Some may blow off Yanukovych’s decision as a broken promise or an end to the country’s European aspirations, but this completely ignores everything the government has said since the decision. In a televised address that followed the government’s decision to suspend negotiations with the EU, Yanukovych reiterated that the country would not sacrifice its European aspirations, stating, “I would have been wrong if I hadn’t done everything necessary for people not to lose their jobs, receive salaries, pensions and scholarships.”
Rumours may be swirling that Yanukovych has secretly hashed out a deal with Russia to join the country’s competing Eurasian Customs Union, but these accusations remain unsubstantiated and widely flamed by the opposition. What is probable is that Yanukovych will reach a cash deal with Putin to help tide over struggling public finances. This is hardly bribery, but common sense. Aside from some hardline elements in Yanukovych’s party, few are under the illusion that the country would benefit from joining the Russian-led customs union or that the Ukrainian public would accept such a decision.
If putting the EU deal on the back-burner was indeed a tactical decision, it was surely the right one for Ukraine under the circumstances. The EU may be the country’s largest commercial partner, but Russia is a close second, the Russian market representing some 25% of the country’s exports. If one has any doubt as to Vladimir Putin’s sincerity when he makes a threat, it is only necessary to look at the long history of Russian economic aggression vis-à-vis its neighbours. In Moldova, Belarus, Georgia and Armenia, among others, the Kremlin has restricted market access with surgical precision to inflict maximum pain.
Moreover, the country continues to be highly dependent on Russian natural gas for its energy needs despite herculean efforts, such as reversing gas flows and buying Russian gas from Germany. The country already needs some $18 billion in external funding to cover debt repayments and gas deliveries for the coming year. If the country completely snubbed Russia, its best hope for quick cash would be dashed and politically sensitive gas prices would have risen even more. Ukraine already pays the highest gas prices in Europe, paying $420 per 1,000 cubic metres, some $50 more than the European average.
In Armenia, which renounced its European aspirations back in September, Gazprom raised gas prices by a staggering 50% in April in a clear sign that Moscow was not happy with the country’s flirtation with the EU. After the Armenian government threw its hat in with Moscow’s customs union, Putin announced a new subsidy that would keep the price of gas relatively low at $189 per 1,000 cubic metres.

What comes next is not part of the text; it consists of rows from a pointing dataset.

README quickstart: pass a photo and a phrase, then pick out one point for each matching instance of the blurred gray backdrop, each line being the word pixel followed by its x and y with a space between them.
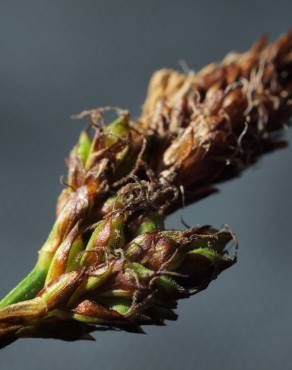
pixel 60 57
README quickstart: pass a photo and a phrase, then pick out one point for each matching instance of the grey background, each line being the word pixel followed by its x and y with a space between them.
pixel 60 57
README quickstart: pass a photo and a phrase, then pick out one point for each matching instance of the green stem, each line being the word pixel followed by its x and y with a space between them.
pixel 27 288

Despite its best efforts, the EU could not provide Ukraine much, if any, assurances that it could shield Ukraine from Russia’s wrath. While the Association Agreement and free trade deal came with many tangible benefits for Ukraine, they are diffuse and will only materialise in the long-term. Russian threats, on the other hand, put a much more palpable price tag on Ukraine’s decision. In the end, the EU could not help Ukraine with its immediate liquidity problems and there would be little the Union could do if Gazprom further inflated prices or even cut off the gas.
Second chance to make true on promises
The final weeks in the run-up to the Vilnius summit were largely clouded by the Tymoshenko drama, but the die had most certainly already been cast. Yanukovych was faced with the dilemma of either immediate public backlash for not signing the EU offer or snubbing Russia and facing widespread public destitution down the road as the economic situation degenerated. As one Russian parliamentarian candidly put it, “he [Yanukovych] has a difficult choice between public fury and political uprising now, and a hunger uprising a year down the road.” If Yanukovych’s immediate concern was economic stability for his country, he made the right choice.
Now, Yanukovych faces a second dilemma: ride out the protests or crack down. He has called for compromise, yesterday backing talks with the opposition, and will cooperate with EU envoy, Lady Catherine Ashton, over the next 48 hours to work towards diffusing the tense standoff. Nonetheless, police activity in Kiev since Monday, particularly the raiding of Yulia Tymoshenko’s party offices, send worrying signals. The opposition is delusional if it thinks it can sign the Association Agreement immediately without grave consequences, but both sides must come together to map out Ukraine’s path to Europe.